In every case, your sales people should be trained to ask that question: “how did you hear about us/this sale?”

Of course, there’s always the possibility of using coupons or giveaways to help track. While there is expense involved, the information gained about how successful the campaign was at driving traffic is often of far more value than the cost of the discount or freebie.

Tracking the industry

How is the rest of the industry doing? If the analysis of your numbers doesn’t take this into account, you’re missing a big part of the picture. What appears to be slow growth may be great… if the rest of the industry is in a recession.  Conversely, strong growth could be less exciting if the rest of the industry is also showing outstanding gains.  There’s generally no one metric to track. But government and trade association numbers, along with Google Trends data and any other sources you can put your hands on, can often be blended into a single metric that gives you a numeric idea of the state of your industry.

Moving Forward

Measurement doesn’t always come naturally. However, if you’ll watch for opportunities to measure campaigns at key target audience touch-points, you’ll find that it provides a load of information that you can refer back on when making future marketing decisions.

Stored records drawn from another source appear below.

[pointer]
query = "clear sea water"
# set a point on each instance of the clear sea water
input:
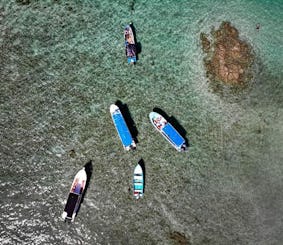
(63, 64)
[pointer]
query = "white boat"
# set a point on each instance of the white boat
(75, 196)
(130, 46)
(168, 131)
(138, 182)
(122, 128)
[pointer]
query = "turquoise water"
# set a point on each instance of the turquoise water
(63, 64)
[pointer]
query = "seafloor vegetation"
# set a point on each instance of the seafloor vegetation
(63, 64)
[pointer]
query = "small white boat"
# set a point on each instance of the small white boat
(75, 196)
(122, 128)
(130, 46)
(168, 131)
(138, 182)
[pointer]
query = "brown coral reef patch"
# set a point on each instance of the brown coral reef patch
(228, 58)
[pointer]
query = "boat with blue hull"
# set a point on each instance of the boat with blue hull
(75, 196)
(168, 131)
(130, 45)
(138, 182)
(122, 128)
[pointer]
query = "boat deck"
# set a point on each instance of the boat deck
(122, 129)
(71, 204)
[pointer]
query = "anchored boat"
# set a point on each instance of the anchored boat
(75, 196)
(168, 131)
(138, 182)
(122, 128)
(130, 45)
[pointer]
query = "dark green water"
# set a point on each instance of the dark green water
(63, 64)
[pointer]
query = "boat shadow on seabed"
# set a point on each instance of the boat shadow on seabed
(128, 119)
(88, 170)
(174, 122)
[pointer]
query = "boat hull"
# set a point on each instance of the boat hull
(122, 128)
(75, 196)
(130, 45)
(138, 182)
(168, 131)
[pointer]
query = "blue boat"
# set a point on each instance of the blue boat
(122, 128)
(138, 182)
(168, 131)
(130, 45)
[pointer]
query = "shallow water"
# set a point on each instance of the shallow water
(63, 64)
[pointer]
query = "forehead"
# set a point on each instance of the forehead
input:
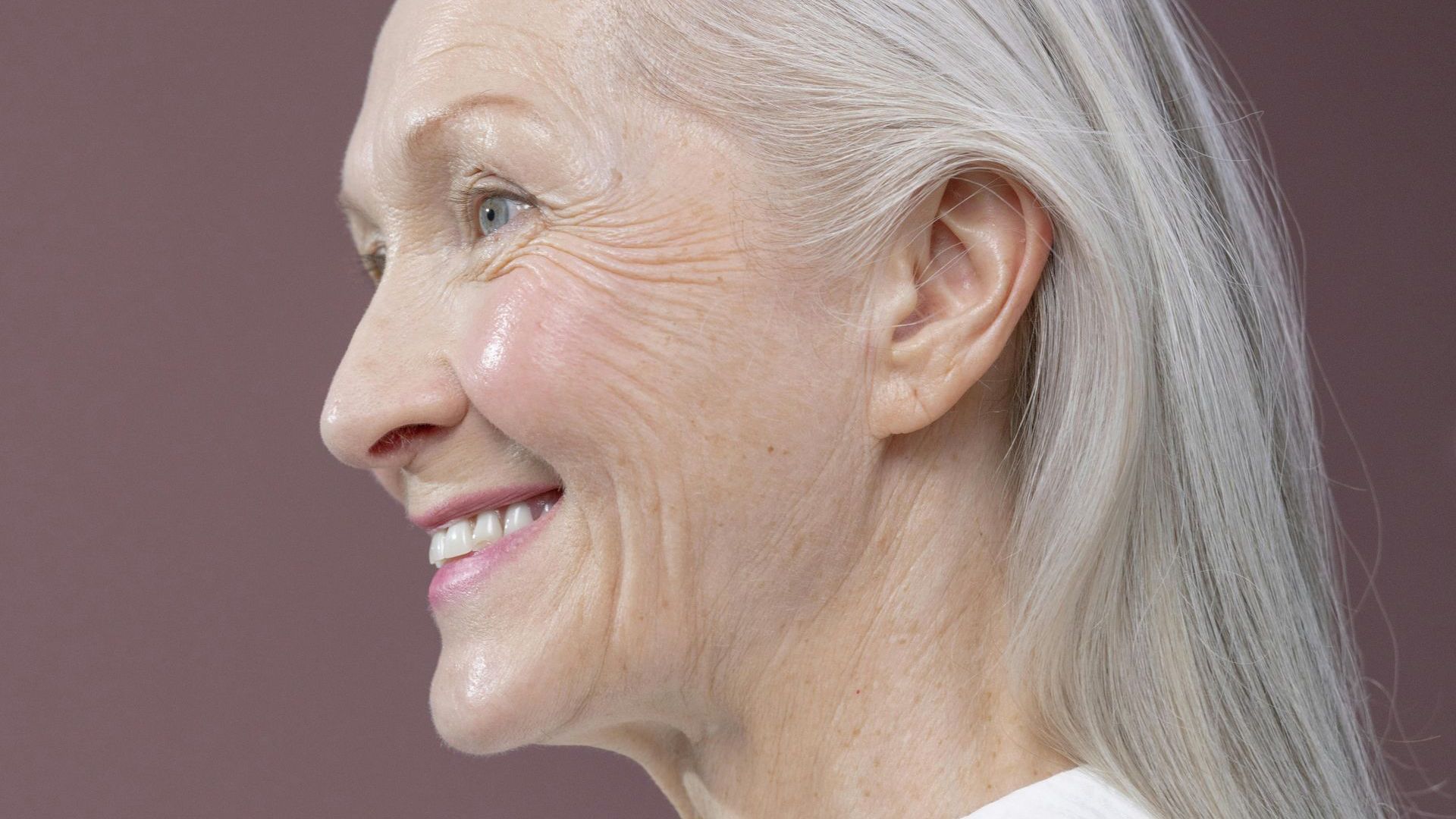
(436, 55)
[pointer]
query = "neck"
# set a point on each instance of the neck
(890, 700)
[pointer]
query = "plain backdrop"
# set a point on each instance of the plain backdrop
(201, 614)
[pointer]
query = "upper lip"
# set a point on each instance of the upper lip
(471, 503)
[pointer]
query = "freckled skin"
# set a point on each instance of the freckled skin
(724, 594)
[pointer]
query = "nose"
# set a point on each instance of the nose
(394, 391)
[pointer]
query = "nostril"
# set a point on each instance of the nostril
(400, 436)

There may be as many possible ways to track campaigns as there are campaigns. The examples above are just a few to get you going. Here are some caveats to keep in mind as and after you gather numbers:

  • When you interpret numbers, think like a statistician. Is your sample size large enough to interpret accurately to your desired level of confidence? If not, be very careful before acting on this information. You don’t want to significantly change a campaign based on information that doesn’t accurately represent the entire situation. (i.e., don’t assume that because the coin landed on heads the first three times that it will do that all the time).
  • Remember: not everyone follows the rules. You can’t track every visit to your website from a print ad just because you added a vanity URL: some visitors will ignore the URL you provided and just type in your domain name or go through Google.

In these cases, you’re not tracking actual results, but instead gathering info that is useful for comparing the relative performance of print ads. For example, if one print ad drove 70 site visits and another drove 210, you could surmise that the second ad was three times as successful in driving traffic in general (though this doesn’t help you determine how many others might have visited as well).

  • Everything is tied to everything. Watch for patterns. It’s quite possible that you’ll find interesting causal relationships that you didn’t expect!